Hi, erst mal super Lesertest.

Ich will mir den Musashi auch evtl. holen, da die Lüftersteuerung meiner Gainward HD4870 "Golden Sample" irgendwie defekt zu seien scheint. Denn die Regelt die 2 Lüfter ab und an mal wie sie will, willkürlich hoch und runter. Deswegen werde ich mir den Musashi holen.

Aber der soll in einem Thermaltake LANBox Lite auf besagter Karte verbaut werden. Deswegen wollte ich mal fragen, ob jemand den Abstand von der Auflagefläche der GPU bis zum Ende des Kühlers messen kann (siehe Pic). Ich würde dann mal Messen, wie der Lüfter in das Gehäuse passt und wie viel ich evtl. vom oberen HDD-Käfig abflexen muss.

Thx




			Dieser Inhalt steht nur eingeloggten Mitgliedern zur Verfügung.


----------



## Fransen (18. Februar 2009)

Ich kann es dir nur ungefähr sagen, denn der Ausbau des Kühlers + Karte ist bei mir mit sehr viel Aufwand verbunden (WaKü).

In eingebauten Zustand habe ich bei "a" ca. 16cm gemessen und bei "b" 15cm.


----------



## Bandit (18. Februar 2009)

Vielen Dank, da habe ich schon mal was, womit ich arbeiten kann... 

LG


----------



## Nickles (18. Februar 2009)

Sind die Lüfter mit 120mm Lüftern auswechselbar?


----------



## Fransen (18. Februar 2009)

Nickles schrieb:


> Sind die Lüfter mit 120mm Lüftern auswechselbar?

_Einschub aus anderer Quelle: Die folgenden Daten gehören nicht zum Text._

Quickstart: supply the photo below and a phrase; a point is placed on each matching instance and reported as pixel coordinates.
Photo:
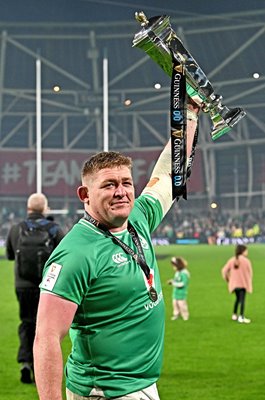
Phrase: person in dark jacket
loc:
(28, 292)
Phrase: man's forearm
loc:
(48, 368)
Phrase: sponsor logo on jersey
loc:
(143, 242)
(119, 258)
(153, 304)
(51, 276)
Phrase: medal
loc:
(153, 294)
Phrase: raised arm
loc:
(54, 318)
(160, 182)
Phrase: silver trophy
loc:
(161, 43)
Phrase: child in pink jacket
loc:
(238, 273)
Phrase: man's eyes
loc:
(111, 184)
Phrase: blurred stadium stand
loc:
(228, 45)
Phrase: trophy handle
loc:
(159, 41)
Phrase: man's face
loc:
(110, 196)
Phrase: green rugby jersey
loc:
(117, 332)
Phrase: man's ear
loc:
(82, 193)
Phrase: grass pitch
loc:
(208, 357)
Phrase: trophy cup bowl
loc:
(160, 42)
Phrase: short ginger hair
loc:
(105, 159)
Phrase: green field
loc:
(208, 357)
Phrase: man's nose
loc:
(120, 191)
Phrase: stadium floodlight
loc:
(213, 205)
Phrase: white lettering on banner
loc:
(11, 172)
(53, 172)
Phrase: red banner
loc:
(61, 171)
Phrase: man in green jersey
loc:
(102, 285)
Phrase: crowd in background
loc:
(206, 226)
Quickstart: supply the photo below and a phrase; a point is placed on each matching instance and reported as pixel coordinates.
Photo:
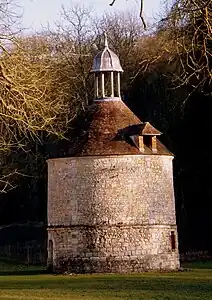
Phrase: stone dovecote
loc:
(111, 209)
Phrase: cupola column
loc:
(96, 85)
(103, 84)
(112, 84)
(118, 85)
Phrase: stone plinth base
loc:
(111, 265)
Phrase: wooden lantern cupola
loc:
(106, 69)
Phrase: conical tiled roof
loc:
(109, 134)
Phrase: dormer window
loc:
(145, 135)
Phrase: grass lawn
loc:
(18, 282)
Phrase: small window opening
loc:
(173, 241)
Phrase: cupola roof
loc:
(106, 60)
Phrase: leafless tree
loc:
(141, 11)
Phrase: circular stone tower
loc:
(112, 208)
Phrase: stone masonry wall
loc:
(112, 214)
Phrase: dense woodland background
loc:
(46, 91)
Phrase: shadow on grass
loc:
(12, 267)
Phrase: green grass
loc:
(18, 282)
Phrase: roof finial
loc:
(106, 42)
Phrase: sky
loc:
(36, 13)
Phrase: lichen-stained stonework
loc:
(112, 214)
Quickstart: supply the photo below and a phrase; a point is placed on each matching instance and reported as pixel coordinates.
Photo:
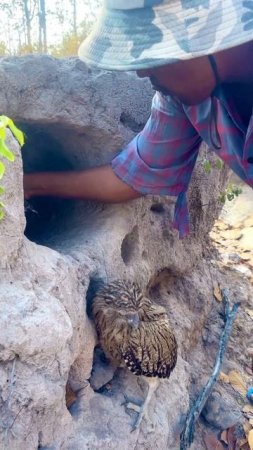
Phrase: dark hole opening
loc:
(43, 152)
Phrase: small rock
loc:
(220, 413)
(248, 222)
(231, 234)
(243, 270)
(246, 241)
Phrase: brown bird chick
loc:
(135, 333)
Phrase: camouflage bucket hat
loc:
(139, 34)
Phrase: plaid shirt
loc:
(161, 158)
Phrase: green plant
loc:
(5, 152)
(230, 193)
(232, 190)
(208, 165)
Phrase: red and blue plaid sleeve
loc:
(161, 158)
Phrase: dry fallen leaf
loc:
(71, 397)
(212, 442)
(224, 436)
(250, 439)
(217, 293)
(249, 312)
(243, 443)
(224, 377)
(237, 382)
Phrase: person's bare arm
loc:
(99, 183)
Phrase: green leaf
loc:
(219, 164)
(4, 121)
(230, 196)
(19, 135)
(2, 133)
(2, 169)
(222, 197)
(4, 151)
(207, 166)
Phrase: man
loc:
(198, 55)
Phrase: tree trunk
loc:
(42, 26)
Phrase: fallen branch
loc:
(194, 412)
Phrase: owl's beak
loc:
(133, 320)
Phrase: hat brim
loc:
(150, 37)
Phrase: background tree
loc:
(38, 26)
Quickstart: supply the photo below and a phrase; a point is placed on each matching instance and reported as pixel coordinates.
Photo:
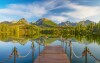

Beide sind mit Lüfterklemmen befestigt, welche ausschließlich für 100mm geeignet sind.
->"ja", aber dann kann man sie nicht mehr mit den Lüfterklemmen auf den Kühler schnallen, sondern nur noch mit Kabelbindern.


----------



## Nickles (18. Februar 2009)

Dann werde ich das ding doch nicht kaufen,schade 

BTW:danke für den Test


----------



## Fransen (18. Februar 2009)

Nickles schrieb:


> BTW:danke für den Test


Kein Problem.



Nickles schrieb:


> Dann werde ich das ding doch nicht kaufen,schade



Naja, evtl. lassen sie sich auch mit den originalen Klemmen befestigen, allerdings müssten diese extrem verbogen werden.


----------



## Nickles (18. Februar 2009)

Nee,nee.

Kennst du einen Vga Kühler welcher 120mm Lüfter aufnehmen kann?


----------



## Fransen (18. Februar 2009)

Nickles schrieb:


> Kennst du einen Vga Kühler welcher 120mm Lüfter aufnehmen kann?



Arctic Cooling S1 rev.2.
->mehr fallen mir nicht ein, bei allen anderen wirst du in der breite Probleme bekommen.


----------



## Nickles (18. Februar 2009)

Schade


----------



## Fransen (18. Februar 2009)

Nickles schrieb:


> Schade


Die Lüfter wirst du aufjedenfall auf die Kühler irgendwie drauf' bekommen, die Frage ist nur immer mit welchen Einbußen in der Optik.


----------



## Nickles (18. Februar 2009)

Von welchem Kühler sprichst du?


----------



## Fransen (18. Februar 2009)

Nickles schrieb:


> Von welchem Kühler sprichst du?



Mein Aussage war auf alle Kühler bezogen, die eigentlich nicht für die Breite eines 120mm Lüfters ausgelegt sind.


----------



## Nickles (18. Februar 2009)

Also kann ich die 120 mm nativ auf dem Ac befestigen oder mèssen da Kabelbinder dran?


----------



## Fransen (18. Februar 2009)

Nickles schrieb:


> Also kann ich die 120 mm nativ auf dem Ac befestigen oder mèssen da Kabelbinder dran?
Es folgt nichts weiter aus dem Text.